I have done the same, different colors, been black, blonde, red, brown, brown with light blonde streaks....you name it i have done it. i like to change things up a bit when i get bored with how i look....and my hair is short so when i can't pull it back i get bored. especially trying to grow it out...you get annoyed. i say do what you want to do, you do feel different with different styles and colors, whatever makes you feel good i say keep it with that :-)

Anonymous said...

hello :) im a natural brunette. my whole life friends were getting blonde streaks in their dark hair and i was jealous and wanted to fit in. finally i got very thin blonde hilights. i was happy with them but knew my hair could get prettier and more flattering . Next trip to the salon i came out 65% a blonde. Wow i looked horrible and so unatural.

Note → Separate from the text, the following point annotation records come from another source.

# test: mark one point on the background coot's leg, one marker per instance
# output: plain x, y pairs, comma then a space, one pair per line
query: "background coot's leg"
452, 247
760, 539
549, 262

People were telling me to die it back my natural color. I hate when your roots pop up so quickly . Finally 5 months later i took I went back to the hair salon. I went a shade darker then my natural kind of a chesnut brown. I went to " brown sugar" very dark brown . Everbody loved it . I will never go blonde again.. Plus my hair looks so more shinier and healthier. Women always end up back to their natural !

Anonymous said...

Im 18 and have naturally blonde hair. it used to be really light but gradually began getting darker. i eventually dyed it for the first time a few months ago to make it lighter but i feel so fake. im so bored with my hair at the moment. all of my friends have really long, dark, beautiful hair and im seriously thinking about going a chocolate brown colour. the only thing im worried about it what people will think of such a drastic change. it will help to boost my confidence if i love it once its done i just really hope i dont regret it.

Anonymous said...

ive been blonde all my life (highlighted) and its gradually built up to a really light blonde, i really want to go brown as i feel it looks more velvety and classy.
but im scared!!! some people say do it some say dont....what to doo....!i also model and i am affraid that if i go brown i will lose work. do you think i should just take the plunge! x

Anonymous said...

I think blond or brunette its not what define if youre beautiful, Its the way you feel in the color

Anonymous said...

I've been both blonde and brunette (natural blonde). and I must say, I noticed no difference. Sure men hit on me more as a blonde, but they took me just as seriously as a blonde. It's all based on personality. I'm a quick witted and sarcastic woman, and those traits do not disappear with hair color. I refuse to go brunette and hide my true hair color. I just love the looks on guys faces when I start talking and they realize that I'm not a dumb bimbo. Why should I have to dye my hair just to be taken more seriously? I think that's ridiculous. I'm a strong willed and opinionated woman, and whoever doesn't like me can just deal with it. I'm not going to change anything about myself just to adapt to social stigmas.